For many years, the Drohobych Caritas Volunteer Centre has conducted an exchange program between children and youths from Western Europe and Ukraine. This year 150 children from the L’viv region got the opportunity to participate in summer camps in Poland and nearly 20 young people from Poland have come to Ukraine. From 2-31 July, nearly 20 young volunteers from cities in Northern Poland vacationed at the Caritas Volunteer Centre in the city of Drohobych in the L’viv region.
During the first half of the program, Polish and Ukrainian youths worked together to clean up and revive the local cemetery in the city of Drohobych. They cleaned up graves and the surrounding areas and documented each gravesite to create an informational resource of the historic cemetery.
Nataliya, a volunteer from Gdynia states: “we are cleaning up graves which haven’t been looked after for many years or have been completely abandoned. Many famous Polish, European, Russian and Ukrainian people are buried here. It doesn’t matter who these people are, we just want them remembered. There are also a lot of graves at this cemetery which were destroyed by vandals. We must learn to be sensitive—to history and to the lives of other people, both living and dead.”
On 17 July, the young volunteers moved on to the village of Dovhe in the L’viv region to try to bring some life back to the place. Their goal is to help the secluded village and its inhabitants out of their current economic predicament. Years ago, the Soviet government resettled most of the village’s inhabitants in order to flood the village. The plan to build damns never materialized and the village, along with its remaining inhabitants, was forgotten.

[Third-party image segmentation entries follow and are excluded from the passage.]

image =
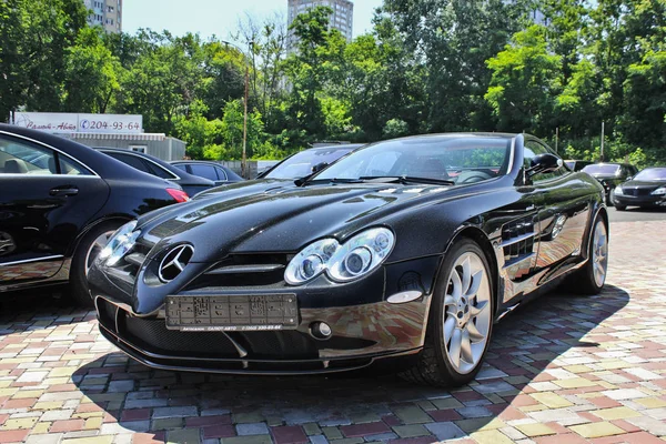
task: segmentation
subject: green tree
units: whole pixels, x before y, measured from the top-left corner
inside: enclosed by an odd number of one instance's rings
[[[517,32],[512,44],[487,61],[493,71],[485,94],[502,131],[549,133],[562,61],[546,48],[545,28]]]
[[[68,48],[63,82],[63,110],[105,113],[120,90],[122,67],[104,46],[100,31],[83,29]]]

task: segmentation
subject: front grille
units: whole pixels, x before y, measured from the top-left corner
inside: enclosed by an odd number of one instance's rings
[[[286,254],[233,254],[191,282],[185,290],[282,286]]]
[[[653,192],[653,189],[649,188],[625,188],[622,190],[626,195],[649,195]]]

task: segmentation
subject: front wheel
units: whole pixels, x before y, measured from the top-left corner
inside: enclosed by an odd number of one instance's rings
[[[493,331],[491,269],[473,241],[446,254],[431,302],[426,343],[403,377],[438,386],[463,385],[481,369]]]
[[[80,306],[92,307],[93,302],[88,287],[88,272],[94,259],[102,251],[111,235],[120,228],[120,222],[104,222],[93,226],[74,251],[70,272],[71,299]]]
[[[582,294],[598,294],[608,272],[608,228],[598,215],[594,221],[587,262],[569,278],[571,287]]]

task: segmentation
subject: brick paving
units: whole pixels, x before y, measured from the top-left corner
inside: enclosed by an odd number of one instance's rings
[[[487,365],[455,391],[154,371],[103,340],[93,313],[7,303],[0,443],[664,443],[665,231],[614,223],[606,290],[506,317]]]

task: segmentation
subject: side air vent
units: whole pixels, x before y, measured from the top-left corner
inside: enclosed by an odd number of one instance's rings
[[[509,222],[502,229],[504,260],[512,262],[534,252],[535,219],[521,219]]]

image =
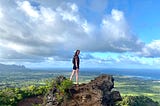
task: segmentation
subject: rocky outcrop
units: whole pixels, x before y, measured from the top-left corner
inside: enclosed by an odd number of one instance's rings
[[[57,77],[56,82],[60,84],[66,78]],[[112,91],[114,88],[114,79],[111,75],[100,75],[87,84],[73,85],[66,89],[67,98],[62,96],[58,100],[56,94],[59,94],[58,88],[53,89],[46,96],[46,106],[114,106],[116,101],[121,101],[119,91]]]

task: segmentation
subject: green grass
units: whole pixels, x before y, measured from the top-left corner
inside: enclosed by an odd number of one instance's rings
[[[122,96],[147,96],[160,103],[160,82],[114,76],[115,88]]]

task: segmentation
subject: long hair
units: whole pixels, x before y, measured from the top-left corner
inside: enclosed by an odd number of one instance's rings
[[[80,50],[76,50],[74,57],[77,56],[78,52],[80,52]]]

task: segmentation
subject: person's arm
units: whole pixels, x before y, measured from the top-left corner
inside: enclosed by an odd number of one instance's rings
[[[76,69],[78,68],[78,58],[75,57]]]

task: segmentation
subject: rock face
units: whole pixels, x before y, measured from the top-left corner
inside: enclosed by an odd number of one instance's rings
[[[65,77],[57,78],[59,83]],[[114,106],[116,101],[122,100],[119,91],[111,91],[114,88],[114,79],[111,75],[100,75],[87,84],[73,85],[66,92],[69,98],[57,102],[55,94],[58,89],[54,86],[47,95],[46,106]]]

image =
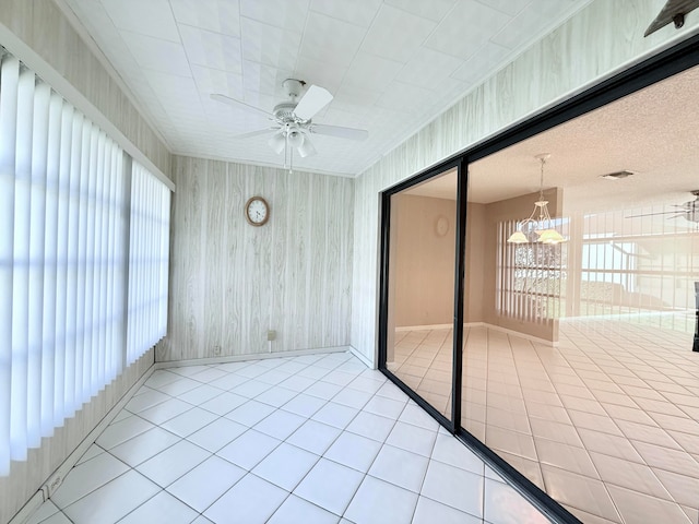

Caritas volunteers want to develop eco-tourism in Dovhe so that the village can obtain funds to re-establish the most basic infrastructure for its inhabitants. Eco-tourism would also serve as a source of income, and would secure modern living conditions for Dovhe’s people and future generations.
“Cultural exchange for young people is important in and of itself, but our work is even more important because it involves a large number of children and youths from disadvantaged families. We want our young people to have contact with their peers from other European countries—Poland, France, Germany, and Italy.